Roy paused, shaking his head. “She’s sunk so deep into a depression—that’s the only word for it—but she remains stubborn when we try to get her therapy. And, damn it Maes, she’s angry. At us, I really believe. I’m at a loss. I’d have always thought Aideen would have the same coping mechanism her brother did with the arm, but that doesn’t seem to be the case. I suppose it was stupid of me to expect them to react the same way to the strange events that are their lives. They have never been identical in anything.


“Though, there are times when Ed and I see glimmers of something else, and it gives us some hope that maybe things are improving, just a bit. But those moments are few and far between, and when they happen, they are usually ended by some argument between the twins. Until recently, I don’t think I can actually remember a time I heard them yelling over anything more than a pulled pigtail or a transfigured bathroom door.”


Though, Roy managed a smile at that moment. “Enough of my depressing tale.
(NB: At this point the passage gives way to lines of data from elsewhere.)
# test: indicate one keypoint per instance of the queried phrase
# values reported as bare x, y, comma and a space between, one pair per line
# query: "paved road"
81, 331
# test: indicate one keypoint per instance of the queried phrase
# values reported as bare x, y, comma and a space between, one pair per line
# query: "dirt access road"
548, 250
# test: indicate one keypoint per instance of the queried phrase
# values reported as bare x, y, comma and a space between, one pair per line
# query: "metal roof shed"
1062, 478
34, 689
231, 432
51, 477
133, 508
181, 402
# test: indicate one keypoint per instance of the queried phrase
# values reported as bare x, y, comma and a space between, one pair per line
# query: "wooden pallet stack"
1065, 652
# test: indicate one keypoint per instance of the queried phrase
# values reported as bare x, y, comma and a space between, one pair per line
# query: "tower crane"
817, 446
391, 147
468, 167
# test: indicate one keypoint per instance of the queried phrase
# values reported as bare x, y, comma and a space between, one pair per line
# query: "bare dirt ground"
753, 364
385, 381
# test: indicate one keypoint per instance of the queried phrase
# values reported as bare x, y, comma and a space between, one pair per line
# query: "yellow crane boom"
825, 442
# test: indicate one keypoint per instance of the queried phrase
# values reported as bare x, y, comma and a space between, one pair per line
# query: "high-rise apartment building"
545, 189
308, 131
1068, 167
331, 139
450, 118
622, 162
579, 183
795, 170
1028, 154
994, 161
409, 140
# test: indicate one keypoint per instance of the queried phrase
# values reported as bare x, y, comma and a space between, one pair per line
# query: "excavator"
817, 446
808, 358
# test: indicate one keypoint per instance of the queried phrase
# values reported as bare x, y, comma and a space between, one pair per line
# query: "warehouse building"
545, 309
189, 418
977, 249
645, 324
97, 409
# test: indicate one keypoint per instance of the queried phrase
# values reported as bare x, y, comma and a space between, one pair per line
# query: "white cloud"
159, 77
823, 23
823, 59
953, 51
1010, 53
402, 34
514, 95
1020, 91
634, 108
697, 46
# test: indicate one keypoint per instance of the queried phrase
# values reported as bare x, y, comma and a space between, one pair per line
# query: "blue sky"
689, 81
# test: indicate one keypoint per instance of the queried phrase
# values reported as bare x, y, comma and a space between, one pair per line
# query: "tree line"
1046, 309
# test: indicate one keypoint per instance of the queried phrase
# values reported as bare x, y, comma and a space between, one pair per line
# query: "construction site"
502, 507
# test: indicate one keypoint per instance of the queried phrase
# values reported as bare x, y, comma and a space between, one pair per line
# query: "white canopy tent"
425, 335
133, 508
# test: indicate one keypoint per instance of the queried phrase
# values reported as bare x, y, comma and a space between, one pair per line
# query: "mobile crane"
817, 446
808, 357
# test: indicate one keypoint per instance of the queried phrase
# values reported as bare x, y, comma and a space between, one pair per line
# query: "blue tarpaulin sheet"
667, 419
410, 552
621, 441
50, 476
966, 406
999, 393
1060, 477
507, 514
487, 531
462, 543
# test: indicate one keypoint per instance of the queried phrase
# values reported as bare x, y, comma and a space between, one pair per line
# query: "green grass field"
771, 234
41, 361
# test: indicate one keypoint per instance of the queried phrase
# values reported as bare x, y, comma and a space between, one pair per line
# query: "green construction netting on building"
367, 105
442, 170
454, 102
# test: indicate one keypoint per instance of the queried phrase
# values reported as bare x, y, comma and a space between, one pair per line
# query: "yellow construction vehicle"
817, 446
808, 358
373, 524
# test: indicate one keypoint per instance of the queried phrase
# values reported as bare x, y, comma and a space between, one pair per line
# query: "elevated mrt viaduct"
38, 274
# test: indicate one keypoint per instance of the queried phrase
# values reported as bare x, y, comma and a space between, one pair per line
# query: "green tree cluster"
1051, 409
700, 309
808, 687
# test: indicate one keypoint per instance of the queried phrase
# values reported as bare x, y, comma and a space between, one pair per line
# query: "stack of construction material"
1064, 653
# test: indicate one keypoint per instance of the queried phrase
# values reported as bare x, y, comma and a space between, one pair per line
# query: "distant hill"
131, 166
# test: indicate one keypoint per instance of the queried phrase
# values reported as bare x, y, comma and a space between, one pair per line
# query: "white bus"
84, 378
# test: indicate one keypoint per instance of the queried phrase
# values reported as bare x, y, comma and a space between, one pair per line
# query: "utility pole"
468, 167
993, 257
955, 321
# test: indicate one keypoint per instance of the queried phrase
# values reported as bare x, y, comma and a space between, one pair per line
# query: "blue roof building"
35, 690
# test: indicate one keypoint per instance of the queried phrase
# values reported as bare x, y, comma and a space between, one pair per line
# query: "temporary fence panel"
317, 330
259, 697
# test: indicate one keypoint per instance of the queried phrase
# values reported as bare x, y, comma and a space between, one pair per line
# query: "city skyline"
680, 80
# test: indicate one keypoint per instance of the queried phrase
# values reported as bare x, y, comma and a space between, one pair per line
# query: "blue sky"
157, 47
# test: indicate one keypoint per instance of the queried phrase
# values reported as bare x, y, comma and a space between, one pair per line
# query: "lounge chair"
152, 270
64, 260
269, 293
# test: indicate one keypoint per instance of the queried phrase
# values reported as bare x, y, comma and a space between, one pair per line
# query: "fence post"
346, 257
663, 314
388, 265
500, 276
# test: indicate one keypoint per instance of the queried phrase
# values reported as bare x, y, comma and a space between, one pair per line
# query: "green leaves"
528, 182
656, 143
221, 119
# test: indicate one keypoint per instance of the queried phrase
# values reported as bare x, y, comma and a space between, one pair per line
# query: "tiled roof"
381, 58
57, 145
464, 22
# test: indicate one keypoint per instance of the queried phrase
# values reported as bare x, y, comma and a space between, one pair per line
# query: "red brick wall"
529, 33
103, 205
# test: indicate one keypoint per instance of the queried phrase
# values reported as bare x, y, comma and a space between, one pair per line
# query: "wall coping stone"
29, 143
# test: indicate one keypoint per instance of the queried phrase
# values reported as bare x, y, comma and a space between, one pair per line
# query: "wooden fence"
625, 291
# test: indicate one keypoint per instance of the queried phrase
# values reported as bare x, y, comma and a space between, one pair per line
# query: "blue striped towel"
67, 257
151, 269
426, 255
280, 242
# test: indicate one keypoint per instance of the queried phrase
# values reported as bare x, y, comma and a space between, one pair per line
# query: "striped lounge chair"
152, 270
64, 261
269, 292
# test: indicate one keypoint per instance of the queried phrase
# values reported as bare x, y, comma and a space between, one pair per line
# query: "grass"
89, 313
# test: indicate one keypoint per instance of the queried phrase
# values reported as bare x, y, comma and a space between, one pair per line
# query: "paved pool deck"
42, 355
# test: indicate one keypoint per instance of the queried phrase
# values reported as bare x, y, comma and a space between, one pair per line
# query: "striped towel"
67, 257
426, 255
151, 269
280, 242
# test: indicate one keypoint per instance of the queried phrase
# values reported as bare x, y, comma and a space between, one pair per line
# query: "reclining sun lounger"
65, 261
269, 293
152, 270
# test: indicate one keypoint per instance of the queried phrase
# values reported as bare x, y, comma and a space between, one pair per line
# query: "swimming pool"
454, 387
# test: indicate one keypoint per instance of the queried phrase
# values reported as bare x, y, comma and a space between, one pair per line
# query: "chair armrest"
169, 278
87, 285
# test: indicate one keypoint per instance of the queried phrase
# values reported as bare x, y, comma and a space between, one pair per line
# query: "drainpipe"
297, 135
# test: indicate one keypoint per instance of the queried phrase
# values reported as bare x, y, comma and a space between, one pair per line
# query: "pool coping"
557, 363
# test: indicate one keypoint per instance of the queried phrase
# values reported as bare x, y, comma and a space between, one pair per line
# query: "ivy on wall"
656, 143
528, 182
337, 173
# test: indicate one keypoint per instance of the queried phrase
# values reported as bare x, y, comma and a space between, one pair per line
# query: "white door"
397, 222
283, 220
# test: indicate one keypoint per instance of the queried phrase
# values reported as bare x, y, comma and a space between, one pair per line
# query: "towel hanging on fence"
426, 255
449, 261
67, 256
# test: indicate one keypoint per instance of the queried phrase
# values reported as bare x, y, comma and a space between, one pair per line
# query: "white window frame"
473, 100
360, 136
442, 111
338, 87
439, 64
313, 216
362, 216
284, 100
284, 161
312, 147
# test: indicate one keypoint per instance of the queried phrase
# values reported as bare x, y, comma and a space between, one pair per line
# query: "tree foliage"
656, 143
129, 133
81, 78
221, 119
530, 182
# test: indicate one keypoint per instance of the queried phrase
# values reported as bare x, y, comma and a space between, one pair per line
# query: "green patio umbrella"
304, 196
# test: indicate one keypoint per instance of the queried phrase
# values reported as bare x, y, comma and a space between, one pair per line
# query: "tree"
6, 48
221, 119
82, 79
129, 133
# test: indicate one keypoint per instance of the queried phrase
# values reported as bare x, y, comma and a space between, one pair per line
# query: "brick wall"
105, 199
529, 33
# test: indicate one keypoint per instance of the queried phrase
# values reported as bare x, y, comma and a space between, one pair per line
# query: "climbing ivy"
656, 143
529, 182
I wonder, did you hear that you are on your way toward being a grandfather? Your daughter’s been married less than a year, and already she’s expecting. Apparently, it was discovered during a physical that she’s about six weeks along. I know it’s not very far, but it is still very strange to imagine that little Elysia is old enough to be a mother. You were annoying as hell as a father. I’d be almost frightened to see what you would be like as a grandfather.”


Roy patted the stone. “And I know if you were here, you’d remind me that you’re not my only friend capable of listening, that I have Ed and his family, Raine and hers, not to mention the men and Gracia. Even Frank Archer, though I never thought I would say that after the age of nineteen. It’s just... familiar to talk to you this way.”


Roy rose from the grass. “You want to know something Maes, it seems unfair you’ll stay forever 31 in everyone’s memory. I’d always been able to picture you with a gray head, wrinkles on your face, never myself.” Again, he put his hand on the sun-warmed stone. “Thanks for listening like always.”